Indian-American Economist Abhijit Banerjee Among 3 Awarded Nobel Prize for Fighting Poverty
Indian-American Economist Abhijit Banerjee Among 3 Awarded Nobel Prize for Fighting Poverty
Abhijit Banerjee, along with Esther Duflo and Michael Kremer, has been bestowed with the honour 'for their experimental approach to alleviating global poverty.'

New Delhi: Indian-American Abhijit Banerjee, Esther Duflo and Michael Kremer jointly won the 2019 Nobel Economics Prize "for their experimental approach to alleviating global poverty," the Royal Swedish Academy of Sciences said on Monday.

"The research conducted by this year's Laureates has considerably improved our ability to fight global poverty. In just two decades, their new experiment-based approach has transformed development economics, which is now a flourishing field of research," said the Nobel committee in a statement.

The Academy said the work of the three economists had shown how the problem of poverty could be tackled by breaking it down into smaller and more precise questions in areas such as education and healthcare, making problems easier to tackle.

"As a direct result of one of their studies, more than five million Indian children have benefited from effective programmes of remedial tutoring in school," the Academy said in a statement. "Another example is the heavy subsidies for preventive healthcare that have been introduced in many countries."

Banerjee, 58, was educated at the University of Calcutta, Jawaharlal Nehru University and Harvard University, where he received his Ph.D in 1988. He is currently the Ford Foundation International Professor of Economics at the Massachusetts Institute of Technology, according to his profile on the MIT website.

Abhijit Banerjee, Esther Duflo, and Michael Kremer received the Nobel Prize in Economics (Image: Reuters)

In 2003, Banerjee founded the Abdul Latif Jameel Poverty Action Lab(J-PAL), along with Duflo and Sendhil Mullainathan, and he remains one of the lab's directors. He also served on the UN Secretary-General's High-level Panel of Eminent Persons on the Post-2015 Development Agenda.

The 9 million Swedish crown ($915,300) economics prize is a later addition to the five awards created in the will of industrialist and dynamite inventor Alfred Nobel, established by the Swedish central bank and first awarded in 1969.

Banerjee is a past president of the Bureau for the Research in the Economic Analysis of Development, a Research Associate of the NBER, a CEPR research fellow, International Research Fellow of the Kiel Institute, a fellow of the American Academy of Arts and Sciences and the Econometric Society, and has been a Guggenheim Fellow and an Alfred P Sloan Fellow and a winner of the Infosys prize.

He is the author of a large number of articles and four books, including Poor Economics, which won the Goldman Sachs Business Book of the Year. He is the editor of three more books and has directed two documentary films.

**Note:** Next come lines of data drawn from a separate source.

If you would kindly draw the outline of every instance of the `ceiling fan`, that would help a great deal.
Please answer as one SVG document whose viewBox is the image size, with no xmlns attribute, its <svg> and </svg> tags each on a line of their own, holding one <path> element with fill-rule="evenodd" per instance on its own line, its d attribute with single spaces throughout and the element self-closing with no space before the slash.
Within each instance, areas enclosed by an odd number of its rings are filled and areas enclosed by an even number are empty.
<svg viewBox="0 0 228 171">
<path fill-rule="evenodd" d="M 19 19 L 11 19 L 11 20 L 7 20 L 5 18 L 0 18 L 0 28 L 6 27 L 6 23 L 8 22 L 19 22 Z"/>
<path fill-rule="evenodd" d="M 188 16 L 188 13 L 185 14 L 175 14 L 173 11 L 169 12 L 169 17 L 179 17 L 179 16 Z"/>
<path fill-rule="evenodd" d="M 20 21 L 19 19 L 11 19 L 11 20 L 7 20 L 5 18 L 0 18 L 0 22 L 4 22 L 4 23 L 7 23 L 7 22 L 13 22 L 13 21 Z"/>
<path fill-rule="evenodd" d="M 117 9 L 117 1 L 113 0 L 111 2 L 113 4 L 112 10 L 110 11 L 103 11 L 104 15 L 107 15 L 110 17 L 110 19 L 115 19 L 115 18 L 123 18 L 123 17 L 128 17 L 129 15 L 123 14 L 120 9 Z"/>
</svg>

He also served on the UN Secretary-General's High-level Panel of Eminent Persons on the Post-2015 Development Agenda, the website said. Duflo, born 1972 in Paris, received her PhD in 1999 from MIT. She is only the second woman and the youngest to win the Nobel in Economic Sciences.

In her research, she seeks to understand the economic lives of the poor, with the aim to help design and evaluate social policies. Duflo is the Abdul Latif Jameel Professor of Poverty Alleviation and Development Economics in the Department of Economics at the MIT.

She has worked on health, education, financial inclusion, environment and governance. Duflo's first degrees were in history and economics from Ecole Normale Superieure in Paris.

She has received numerous academic honors and prizes including the Princess of Asturias Award for Social Sciences (2015), the A.SK Social Science Award (2015), Infosys Prize (2014), the David N Kershaw Award (2011), a John Bates Clark Medal (2010), and a MacArthur "Genius Grant" Fellowship (2009).

With Banerjee, she co-authored the book, 'Poor Economics'. Duflo is the Editor of the American Economic Review. She is also a member of the National Academy of Sciences and a Corresponding Fellow of the British Academy.